To investigate the potential interaction of the various pathways of androgen hydroxylation, we have conducted studies to identify the profile of products formed during the time course of metabolism of androst-4-ene-3,17-dione (AD). Incubates containing AD, NADPH, and liver microsomes (from rats pretreated with phenobarbital) were sampled at times between 0 and 20 min and the metabolites resolved by reverse-phase (C18) high-performance liquid chromatography. By this method, the pattern of formation and of utilization of eight major primary and secondary metabolites of AD was determined. We report here the formaton of two previously unidentified major metabolites of AD: 6.beta.,16.alpha.-dihydroxyandrost-4-ene-3,17-dione and 6.beta.,16.beta.-dihydroxyandrost-4-ene-3,17-dione.
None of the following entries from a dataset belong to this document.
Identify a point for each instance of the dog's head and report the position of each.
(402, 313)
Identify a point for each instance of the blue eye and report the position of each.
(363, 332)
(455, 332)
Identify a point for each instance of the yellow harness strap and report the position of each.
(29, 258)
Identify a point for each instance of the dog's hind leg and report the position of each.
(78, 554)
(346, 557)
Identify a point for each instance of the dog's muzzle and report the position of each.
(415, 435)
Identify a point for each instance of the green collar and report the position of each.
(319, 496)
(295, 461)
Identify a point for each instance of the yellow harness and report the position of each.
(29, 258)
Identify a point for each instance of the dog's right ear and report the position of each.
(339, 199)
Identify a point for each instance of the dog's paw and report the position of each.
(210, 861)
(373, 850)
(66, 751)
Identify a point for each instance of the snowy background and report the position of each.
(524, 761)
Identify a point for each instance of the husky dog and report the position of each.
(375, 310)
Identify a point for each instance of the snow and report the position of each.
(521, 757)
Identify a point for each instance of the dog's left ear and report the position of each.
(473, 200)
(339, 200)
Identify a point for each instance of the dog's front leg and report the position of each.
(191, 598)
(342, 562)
We propose that liver microsomal cytochromes P-450 can sequentially hydroxylate a single molecule of AD at multiple sites. These hydroxylase activities are presumably a result of multiple cytochrome P-450 isozymes acting on AD resulting in a transient time course for the appearance of some nonohydroxylated metabolites. In addition, a unidirectional conversion of the metabolite 16.alpha.-hydroxyandrost-4-ene-3,17-dione to 16.beta.-dihydroxyandrost-4-ene-3,17-dione is described. Evidence is provided to support the role of cytochrome P-430 in catalyzing this reaction.